Caen, Kuda Hitam Ligue 1 yang Bermain Seperti Leicester City

Musim 2015/16 seperti menjelma sebuah dongeng. Banyak tim semenjana sedang naik. Contohnya adalah Leicester City di Premier League, Hertha Berlin di Bundesliga, Celta Vigo di La Liga, serta Angers SCO dan Stade Malherbe Caen di Ligue 1.

Stade Malherbe Caen, atau yang biasa disebut Caen, hingga menjelang pertengahan musim ini duduk di peringkat keempat Ligue 1, menggeser kekuatan-kekuatan lama seperti Olimpique Marseille, Olimpique Lyon, Saint Etienne, dan Nantes.

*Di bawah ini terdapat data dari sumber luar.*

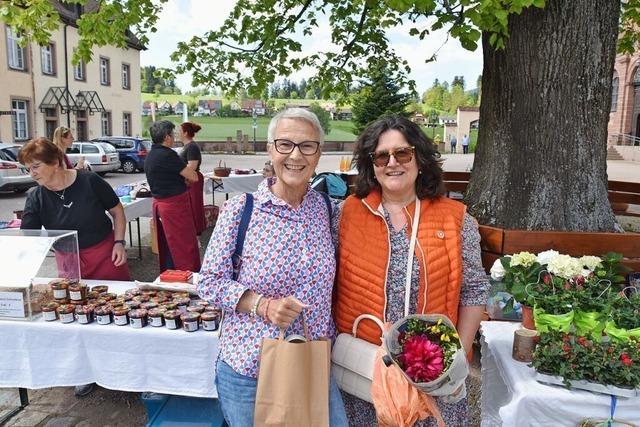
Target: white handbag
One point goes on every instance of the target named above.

Keberhasilan klub dari kawasan Lower Normandy tersebut menduduki peringkat keempat Ligue 1 (dan Angers yang berada dua strip di atasnya) merupakan suatu kejutan. Kisah sukses Caen, juga Angers, memang tidak diprediksi banyak pihak. Sebab, musim lalu Caen hanya mengumpulkan 46 poin dari 38 pertandingan. Selain itu, kepergian beberapa pemain kunci musim lalu seperti N’Golo Kante, Thomas Lemar, Sloan Privat, Mathieu Duhamel, dan Lenny Nangis dianggap dapat menurunkan level permainan Caen.

Patrice Garande, pelatih Caen yang dikontrak sejak awal musim 2012/13, pun mendatangkan pemain baru pun untuk menggantikan pemain yang pergi. Lima dari sembilan dari pemain baru pun langsung menjadi pemain kunci, di antaranya adalah Vincent Bessat, Jonathan Delaplace, Ronny Rodelin, dan Andy Delort.

Kedatangan pemain tersebut berhasil diolah menjadi suatu unit yang mematikan oleh Garande. Sky bahkan mengatakan bahwa Caen sekarang ibarat mesin serangan balik yang siap memanfaatkan semua kelengahan lawan saat menyerang.